Who Keeps the Dog, in a Divorce?
Updated: Aug 6, 2021
Many of us, are proud Mothers and Fathers to a dog, cat and various other pets, but what happens when you and your partner separate? Who keeps the pet?
A Member of the Family
There is a significant increase in couples bringing a furry member into their family and it is inevitable that a dispute will happen, following separation or divorce.
A four legged friend, is very much for most, a member of the family, and considered a child, by their owners, so naturally, when a separation happens, not only is there a custody battle for their human children, but also for their pets.
There is an estimated 51 million pets owned, according to the latest estimated figures from the Pet Food Manufacturers' Association (PFMA).
Has Covid-19 Impacted Divorce Disputes Over Dogs?
The coronavirus pandemic has forced many of us to spend more time at home, with at times, our only escape was a daily walk, and what better than a furry companion, to give you a reason to leave the house for an hour?
There has been a significant increase in the number of couples welcoming new pets into their homes, with a total of 3.2 million households in the UK have acquired a pet since the start of the pandemic, according to the PFMA.
However, the coronavirus pandemic has caused a great deal of stress on relationships with couples forced to be cooped up at home together 24/7 and as a result divorce applications and break-ups skyrocketing across the UK .
The Blue Cross suggested that 1 in 4 divorces involved disputes about pets, however, with the increase in couples buying or adopting new pets it is possible that disputes regarding pets following separation and divorce may also be set to increase.
What is the Legal Status of a Dog in England and Wales?
Dogs and other pets are treated as chattels under English family law. Essentially, the family dog, is afforded the same status as the sofa, that you once shared with your partner.

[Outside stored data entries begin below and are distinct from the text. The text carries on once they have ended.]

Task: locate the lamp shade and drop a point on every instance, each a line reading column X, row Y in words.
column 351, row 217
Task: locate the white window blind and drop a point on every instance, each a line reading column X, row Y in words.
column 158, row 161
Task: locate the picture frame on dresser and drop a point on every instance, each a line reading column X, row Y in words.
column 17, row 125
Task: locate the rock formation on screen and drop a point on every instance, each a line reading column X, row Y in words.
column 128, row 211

This may come as a shock to most, considering our nation is considered to be one of the most dog-friendly countries in the world.

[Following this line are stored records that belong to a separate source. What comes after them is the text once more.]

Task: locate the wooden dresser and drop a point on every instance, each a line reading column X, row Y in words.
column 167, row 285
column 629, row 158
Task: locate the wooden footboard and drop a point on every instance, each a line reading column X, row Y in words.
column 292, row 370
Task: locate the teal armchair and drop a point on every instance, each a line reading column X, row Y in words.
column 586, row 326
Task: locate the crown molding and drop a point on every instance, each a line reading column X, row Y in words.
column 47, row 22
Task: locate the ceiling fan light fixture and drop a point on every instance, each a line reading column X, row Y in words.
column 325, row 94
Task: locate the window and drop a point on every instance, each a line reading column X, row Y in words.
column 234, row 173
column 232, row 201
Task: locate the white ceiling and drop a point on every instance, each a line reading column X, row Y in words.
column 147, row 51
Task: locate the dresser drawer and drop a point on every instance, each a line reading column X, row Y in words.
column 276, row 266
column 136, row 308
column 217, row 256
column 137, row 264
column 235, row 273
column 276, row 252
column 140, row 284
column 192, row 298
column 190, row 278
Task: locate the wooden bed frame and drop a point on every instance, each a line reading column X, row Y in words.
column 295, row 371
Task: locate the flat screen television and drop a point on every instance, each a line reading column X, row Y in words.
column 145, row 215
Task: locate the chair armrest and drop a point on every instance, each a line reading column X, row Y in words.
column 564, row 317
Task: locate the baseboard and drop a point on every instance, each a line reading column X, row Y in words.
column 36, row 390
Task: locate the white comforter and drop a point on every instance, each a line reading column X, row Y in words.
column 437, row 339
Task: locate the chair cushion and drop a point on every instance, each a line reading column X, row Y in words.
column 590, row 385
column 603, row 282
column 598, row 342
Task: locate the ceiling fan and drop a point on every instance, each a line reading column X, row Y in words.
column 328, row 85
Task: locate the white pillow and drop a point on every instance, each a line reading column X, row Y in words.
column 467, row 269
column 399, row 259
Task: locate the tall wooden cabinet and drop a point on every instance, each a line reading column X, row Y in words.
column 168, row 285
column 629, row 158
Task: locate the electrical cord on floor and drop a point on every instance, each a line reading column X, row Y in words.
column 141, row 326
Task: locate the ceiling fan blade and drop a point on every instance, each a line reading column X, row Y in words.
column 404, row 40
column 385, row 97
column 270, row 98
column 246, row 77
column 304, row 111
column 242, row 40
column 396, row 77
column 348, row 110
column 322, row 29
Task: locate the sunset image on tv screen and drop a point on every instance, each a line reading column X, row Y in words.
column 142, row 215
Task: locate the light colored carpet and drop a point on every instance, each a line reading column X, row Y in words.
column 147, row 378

It is clear, that the treatment of pets and their status in family law is outdated in England and Wales, compared to other jurisdictions, for example, Switzerland are leading the way with helpful dog laws, and restaurants even provide a dog food menu!
And in Alaska, in January 2017, a court ruled that the welfare or wellbeing of a family pet would be a crucial consideration when determining who should keep the pet. Judges have now been given the power to order joint 'custody' of pets as would be the position with any children of the marriage or partnership.

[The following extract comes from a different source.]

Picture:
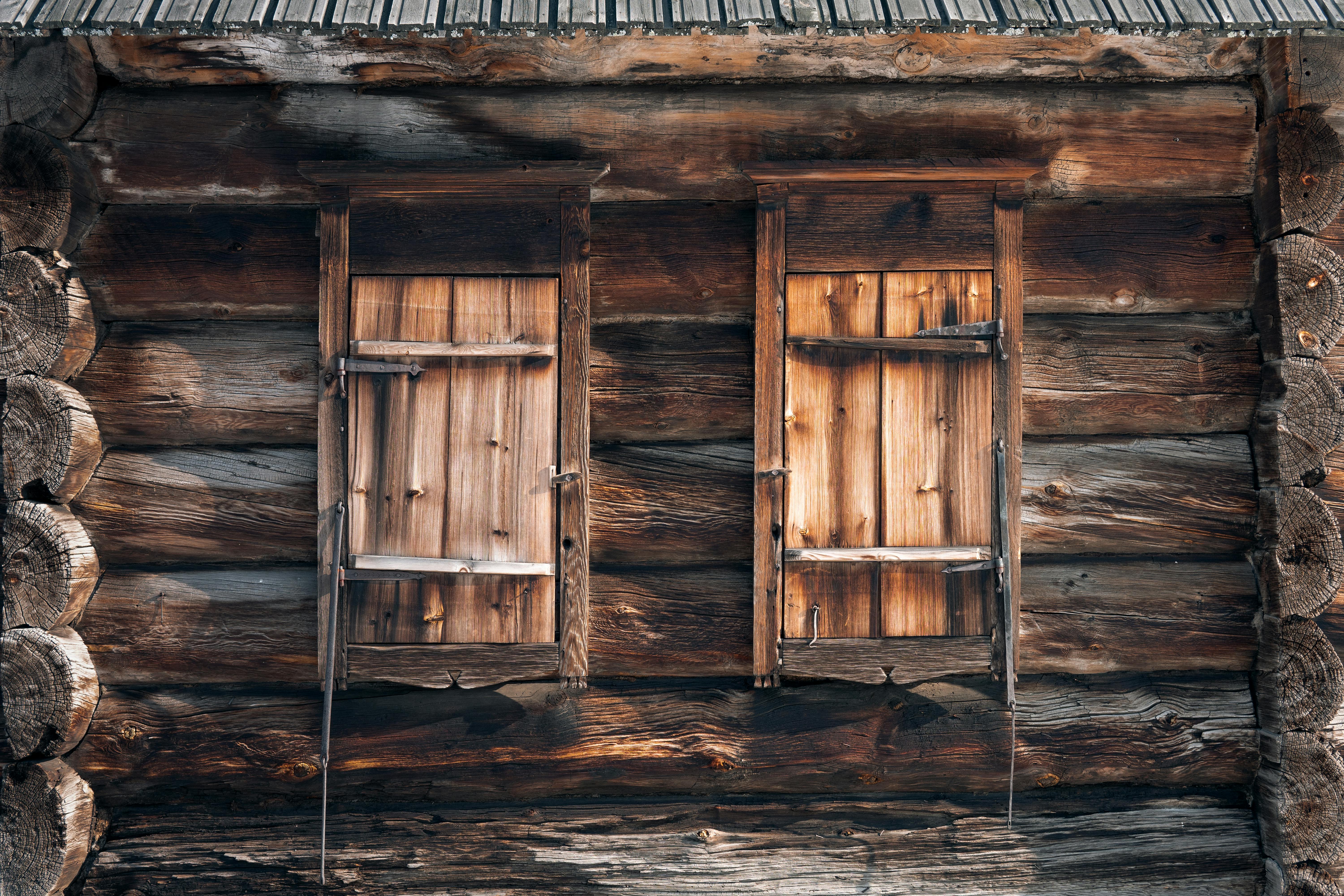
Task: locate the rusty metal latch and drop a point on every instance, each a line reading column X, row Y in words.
column 979, row 331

Surely, the court's approach should be just as the approach for a human child, should be 'in the best interests of the child', the same should be said for your four legged family member.
Ultimately, the judgment can come down to who purchased the pet, whose name is it registered in, whose name is on the microchip, who has funded the pet’s care (food, vets bills, insurance), which party is financially stable enough to support a pet and who has the most suitable home for the pet.
What Court Cases are there in relation to Custody of the Dog in a Divorce?
The court's are reluctant to become involved in a dispute over a dog, however, when custody of a pet becomes a contentious issue they may step in. One such issue may be when one parent has 'pet-napped' the dog. The court may make a ruling, similar to what happens when a human child is taken from one parent, by the other parent, and order the return of the dog.
There have been a few cases in England and Wales, relating to custody of pets, but there was one rare case in 2011:
RK v RK  EWHC 3910 (Fam)
In this case the wife made a claim to one of the family dogs. Mr. Justice Moylan held: “On the latter issue, I do not consider it appropriate to make any order in respect of one of the dogs because, on the evidence I have heard, they would seem to have been looked after principally by the husband”.
Is Mediation an Option to Decide who has Custody of the Dog?
Mostly, in England and Wales, solicitors mediate a large number of disputes involving pets and they never reach the doors of the court.
Issues to discuss will include:
What is in the best interests of the pet?
Who is best placed to care for the pet?
Who will meet the cost of caring for the pet?
If mediation does not work, a pet could be considered as part of an overall financial settlement on divorce.
Is there Such a Thing as a 'Pet-nup?'
Whilst, nobody plans to separate from their partner, and as uncomfortable and sad it may be to discuss the 'what if' your relationship does not last, having this awkward conversation early on will minimise heartbreak down the line.
The Blue Cross’ Pet Nup is the pet equivalent of a pre-nuptial agreement, but with pet welfare at its heart. It sets out the right of ownership in the event of a divorce or relationship breakdown and covers ongoing pet care.
This blog article should not be taken as Legal Advice.